On 11/6/24 19:34, Bernd Schubert wrote:
On 11/6/24 05:44, Ming Lei wrote:
On Wed, Nov 6, 2024 at 7:02 AM Bernd Schubert <bschubert@xxxxxxx> wrote:
On 11/5/24 02:08, Pavel Begunkov wrote:
FWIW, the original version is how it's handled in several places
across io_uring, and the difference is a gap for !DEFER_TASKRUN
when a task_work is queued somewhere in between when a task is
started going through exit() but haven't got PF_EXITING set yet.
IOW, should be harder to hit.
Does that mean that the test for PF_EXITING is racy and we cannot
entirely rely on it?
Another solution is to mark uring_cmd as io_uring_cmd_mark_cancelable(),
which provides a chance to cancel cmd in the current context.
In short, F_CANCEL not going to help, unfortunately.
The F_CANCEL path can and likely to be triggered from a kthread instead
of the original task. See call sites of io_uring_try_cancel_requests(),
where the task termination/exit path, i.e. io_uring_cancel_generic(), in
most cases will skip the call bc of the tctx_inflight() check.

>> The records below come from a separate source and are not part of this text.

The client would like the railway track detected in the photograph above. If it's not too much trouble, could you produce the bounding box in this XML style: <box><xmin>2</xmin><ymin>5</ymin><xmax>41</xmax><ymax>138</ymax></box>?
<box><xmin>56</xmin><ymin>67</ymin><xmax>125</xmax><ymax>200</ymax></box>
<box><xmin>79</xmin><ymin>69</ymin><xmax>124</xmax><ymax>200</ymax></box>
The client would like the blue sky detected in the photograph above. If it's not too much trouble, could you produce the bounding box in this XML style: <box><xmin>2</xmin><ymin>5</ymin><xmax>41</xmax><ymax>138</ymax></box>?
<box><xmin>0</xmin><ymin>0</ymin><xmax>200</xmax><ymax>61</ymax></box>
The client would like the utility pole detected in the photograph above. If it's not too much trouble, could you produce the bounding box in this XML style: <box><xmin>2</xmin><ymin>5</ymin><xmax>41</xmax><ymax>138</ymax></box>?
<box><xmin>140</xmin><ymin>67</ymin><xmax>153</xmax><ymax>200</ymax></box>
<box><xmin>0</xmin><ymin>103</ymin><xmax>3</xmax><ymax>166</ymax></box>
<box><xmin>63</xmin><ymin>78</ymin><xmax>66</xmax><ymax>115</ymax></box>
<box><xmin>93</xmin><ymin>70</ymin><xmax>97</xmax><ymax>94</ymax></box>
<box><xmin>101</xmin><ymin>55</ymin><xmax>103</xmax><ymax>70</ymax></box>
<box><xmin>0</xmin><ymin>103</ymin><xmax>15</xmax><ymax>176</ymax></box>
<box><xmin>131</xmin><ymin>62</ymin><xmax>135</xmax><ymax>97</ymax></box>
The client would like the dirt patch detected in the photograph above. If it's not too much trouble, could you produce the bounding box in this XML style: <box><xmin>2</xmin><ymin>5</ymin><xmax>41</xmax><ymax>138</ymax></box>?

Also, io_uring doesn't try to cancel queued task_work (the callback
is supposed to check if it need to fail the request), so if someone
queued up a task_work including via __io_uring_cmd_do_in_task() and
friends, even F_CANCEL won't be able to cancel it.
Yeah, I have that, see
[PATCH RFC v4 14/15] fuse: {io-uring} Prevent mount point hang on fuse-server termination
As I just wrote to Pavel, getting IO_URING_F_TASK_DEAD is rather hard
in my current branch.IO_URING_F_CANCEL didn't make a difference ,
I had especially tried to disable it - still neither
IO_URING_F_TASK_DEAD nor the crash got easily triggered. So I
reenabled IO_URING_F_CANCEL and then eventually
got IO_URING_F_TASK_DEAD - i.e. without checking the underlying code,
looks like we need both for safety measures.
--
Pavel Begunkov